Zmiana przyniosła efekty, jakich mało kto się spodziewał?

Zatrudnienie Włodzimierza Gąsiora na zakończenie sezonu wydawało się niezrozumiałą decyzją. Powszechnie uważano, że dotychczasowy trener notował wyniki ponad stan, a jego zwolnienie było niezrozumiałe. A 72-letni szkoleniowiec od dziesięciu lat nie pracował w ekstraklasie, co mogłoby wskazywać na niepewność losów zespołu na zakończenie sezonu. Włodzimierz Gąsior to legenda Stali Mielec, ale wydawał się tymczasowym rozwiązaniem.

Pod wodzą nowego trenera mielczanie jednak zapewnili sobie utrzymanie w ekstraklasie, zdobywając dziewięć punktów w sześciu ostatnich meczach sezonu. Patrząc na dotychczasowe decyzje w klubie, wydawało się, że 72-letni trener pożegna się z klubem i zastąpi go ktoś inny przed nowymi rozgrywkami. Tak się nie stało, czym Stal Mielec zaskoczyła. To znak, że zespół zamierza się ustabilizować, a może po prostu idzie na łatwiznę?

Włodzimierz Gąsior uratował Stal w końcówce sezonu, a piłkarze wykazali heroiczną walkę. Teraz trudno powiedzieć, czy byłoby podobnie pod wodzą innego szkoleniowca, ale zasług 72-latkowi nie można odebrać. Chociaż decyzja o zwolnieniu Leszka Ojrzyńskiego wyglądała pozornie na kapitulację, okazała się udanym ratunkiem. Z innej strony, rozwiązanie wydawało się tymczasowe, dlatego można twierdzić, że trener pozostał na stanowisku dla świętego spokoju.

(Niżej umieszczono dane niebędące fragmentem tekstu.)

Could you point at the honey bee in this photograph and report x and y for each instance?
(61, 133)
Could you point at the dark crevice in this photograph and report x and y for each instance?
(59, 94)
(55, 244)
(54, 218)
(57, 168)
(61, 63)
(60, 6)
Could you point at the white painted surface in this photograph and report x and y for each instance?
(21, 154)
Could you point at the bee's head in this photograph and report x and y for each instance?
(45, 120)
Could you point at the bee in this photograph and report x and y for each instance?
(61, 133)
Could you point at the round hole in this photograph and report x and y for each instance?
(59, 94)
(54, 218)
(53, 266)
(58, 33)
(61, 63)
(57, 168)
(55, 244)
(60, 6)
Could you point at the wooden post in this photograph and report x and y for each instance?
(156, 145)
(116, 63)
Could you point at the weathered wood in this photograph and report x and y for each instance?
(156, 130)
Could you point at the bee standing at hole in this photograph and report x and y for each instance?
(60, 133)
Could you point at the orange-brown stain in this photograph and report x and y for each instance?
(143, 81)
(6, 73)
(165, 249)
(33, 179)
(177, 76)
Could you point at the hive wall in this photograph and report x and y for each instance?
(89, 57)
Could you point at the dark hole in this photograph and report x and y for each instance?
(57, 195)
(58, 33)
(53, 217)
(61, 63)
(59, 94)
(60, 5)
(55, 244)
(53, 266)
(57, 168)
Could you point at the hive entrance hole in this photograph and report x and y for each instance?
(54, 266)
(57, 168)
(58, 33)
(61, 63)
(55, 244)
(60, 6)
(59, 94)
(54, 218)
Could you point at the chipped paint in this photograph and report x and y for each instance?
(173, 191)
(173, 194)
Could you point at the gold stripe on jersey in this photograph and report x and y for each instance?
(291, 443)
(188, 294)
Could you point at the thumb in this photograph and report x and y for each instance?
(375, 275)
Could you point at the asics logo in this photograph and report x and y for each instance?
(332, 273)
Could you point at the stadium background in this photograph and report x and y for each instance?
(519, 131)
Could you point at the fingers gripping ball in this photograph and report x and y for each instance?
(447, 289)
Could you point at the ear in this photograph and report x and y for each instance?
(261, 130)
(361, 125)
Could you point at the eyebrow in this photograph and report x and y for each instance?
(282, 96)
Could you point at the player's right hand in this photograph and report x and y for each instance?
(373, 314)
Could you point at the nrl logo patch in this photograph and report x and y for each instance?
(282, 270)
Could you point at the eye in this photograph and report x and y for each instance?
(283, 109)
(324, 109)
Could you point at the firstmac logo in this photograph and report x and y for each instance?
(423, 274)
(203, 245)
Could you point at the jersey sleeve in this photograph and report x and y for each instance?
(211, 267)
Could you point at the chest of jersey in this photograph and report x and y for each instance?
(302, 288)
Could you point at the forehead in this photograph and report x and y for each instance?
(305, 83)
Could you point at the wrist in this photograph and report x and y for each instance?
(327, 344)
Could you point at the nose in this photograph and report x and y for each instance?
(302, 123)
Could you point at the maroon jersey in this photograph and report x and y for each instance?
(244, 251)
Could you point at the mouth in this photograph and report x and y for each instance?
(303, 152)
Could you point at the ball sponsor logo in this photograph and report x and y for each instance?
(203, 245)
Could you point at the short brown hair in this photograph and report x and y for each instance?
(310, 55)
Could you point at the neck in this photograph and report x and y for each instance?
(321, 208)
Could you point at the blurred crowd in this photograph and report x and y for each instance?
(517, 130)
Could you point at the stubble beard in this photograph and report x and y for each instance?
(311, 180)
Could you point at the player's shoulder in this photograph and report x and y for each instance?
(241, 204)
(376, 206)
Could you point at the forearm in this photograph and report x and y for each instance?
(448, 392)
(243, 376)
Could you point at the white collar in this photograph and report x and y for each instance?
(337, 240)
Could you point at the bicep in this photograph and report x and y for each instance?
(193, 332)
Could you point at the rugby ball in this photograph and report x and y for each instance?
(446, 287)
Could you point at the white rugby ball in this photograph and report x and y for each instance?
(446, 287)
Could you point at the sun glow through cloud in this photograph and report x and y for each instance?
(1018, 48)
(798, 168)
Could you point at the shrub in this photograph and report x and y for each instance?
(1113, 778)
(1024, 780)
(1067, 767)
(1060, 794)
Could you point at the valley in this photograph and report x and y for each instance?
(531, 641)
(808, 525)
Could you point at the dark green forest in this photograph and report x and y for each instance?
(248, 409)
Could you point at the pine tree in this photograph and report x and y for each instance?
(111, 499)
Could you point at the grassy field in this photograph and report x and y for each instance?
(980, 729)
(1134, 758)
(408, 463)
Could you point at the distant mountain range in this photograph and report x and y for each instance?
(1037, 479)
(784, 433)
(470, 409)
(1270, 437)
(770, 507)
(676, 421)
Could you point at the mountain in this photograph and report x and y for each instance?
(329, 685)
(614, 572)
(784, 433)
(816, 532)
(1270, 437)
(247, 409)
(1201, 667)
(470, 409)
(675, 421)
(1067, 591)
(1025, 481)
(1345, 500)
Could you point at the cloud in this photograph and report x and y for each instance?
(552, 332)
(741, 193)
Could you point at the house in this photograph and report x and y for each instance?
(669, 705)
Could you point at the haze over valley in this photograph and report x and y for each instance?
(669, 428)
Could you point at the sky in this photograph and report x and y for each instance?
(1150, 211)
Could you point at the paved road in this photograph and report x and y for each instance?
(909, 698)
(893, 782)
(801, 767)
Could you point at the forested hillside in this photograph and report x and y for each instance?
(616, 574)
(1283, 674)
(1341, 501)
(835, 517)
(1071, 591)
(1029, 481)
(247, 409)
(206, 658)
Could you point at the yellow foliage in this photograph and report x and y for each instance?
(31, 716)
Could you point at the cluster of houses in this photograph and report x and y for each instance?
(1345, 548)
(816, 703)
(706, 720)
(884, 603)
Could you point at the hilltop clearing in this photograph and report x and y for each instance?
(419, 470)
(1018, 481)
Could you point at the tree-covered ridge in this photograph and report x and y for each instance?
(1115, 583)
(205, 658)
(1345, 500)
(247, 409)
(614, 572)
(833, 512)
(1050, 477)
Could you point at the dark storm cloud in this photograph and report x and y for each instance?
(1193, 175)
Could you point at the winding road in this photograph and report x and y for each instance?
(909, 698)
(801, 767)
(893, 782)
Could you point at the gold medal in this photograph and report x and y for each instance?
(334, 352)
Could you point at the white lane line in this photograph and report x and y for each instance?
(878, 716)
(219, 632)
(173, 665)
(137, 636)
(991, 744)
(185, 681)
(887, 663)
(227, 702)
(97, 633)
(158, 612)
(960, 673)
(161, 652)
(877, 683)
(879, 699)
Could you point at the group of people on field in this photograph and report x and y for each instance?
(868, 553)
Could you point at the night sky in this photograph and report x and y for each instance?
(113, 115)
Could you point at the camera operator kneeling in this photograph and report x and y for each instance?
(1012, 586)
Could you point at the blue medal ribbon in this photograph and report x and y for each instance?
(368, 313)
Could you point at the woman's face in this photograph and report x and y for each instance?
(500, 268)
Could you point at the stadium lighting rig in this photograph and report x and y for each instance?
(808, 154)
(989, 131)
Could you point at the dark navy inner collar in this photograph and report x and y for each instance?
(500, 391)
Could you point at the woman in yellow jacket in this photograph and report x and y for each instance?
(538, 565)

Czy “święty spokój” nie jest jednak potrzebny Stali? Klub pozostawił na stanowisku klubową legendę i człowieka oddanego zespołowi z Mielca. Który zagwarantował Stali utrzymanie, zdobywając punkty z trzema pucharowiczami – Legią, Pogonią i Śląskiem oraz pokonując Lecha na wyjeździe. Nie da się jednak ukryć, że w pewnym stopniu Włodzimierz Gąsior nie tylko ze względów sportowych wydaje się tutaj “wygodną” opcją. Klub nie musi namawiać innych szkoleniowców, których wymaganie płacowe mogą przerosnąć klub, tylko postawić na “człowieka stąd”, znającego dobrze klub i realia miejsko-kibicowskie.

***

Poza tym, w czwartek Stal Mielec otrzymała licencję na kolejny sezon w ekstraklasie. Można więc powiedzieć, że klubowi w ciągu ostatniego miesiąca spadł nie jeden kamień z serca, a kilka. To koniec zamieszania wokół mielczan? Zapewne w przyszłym sezonie klub również doda kolorytu naszej lidze. Może jednak coraz rzadziej będziemy słyszeć powiedzenie, że “organizacyjnie Stal Mielec”.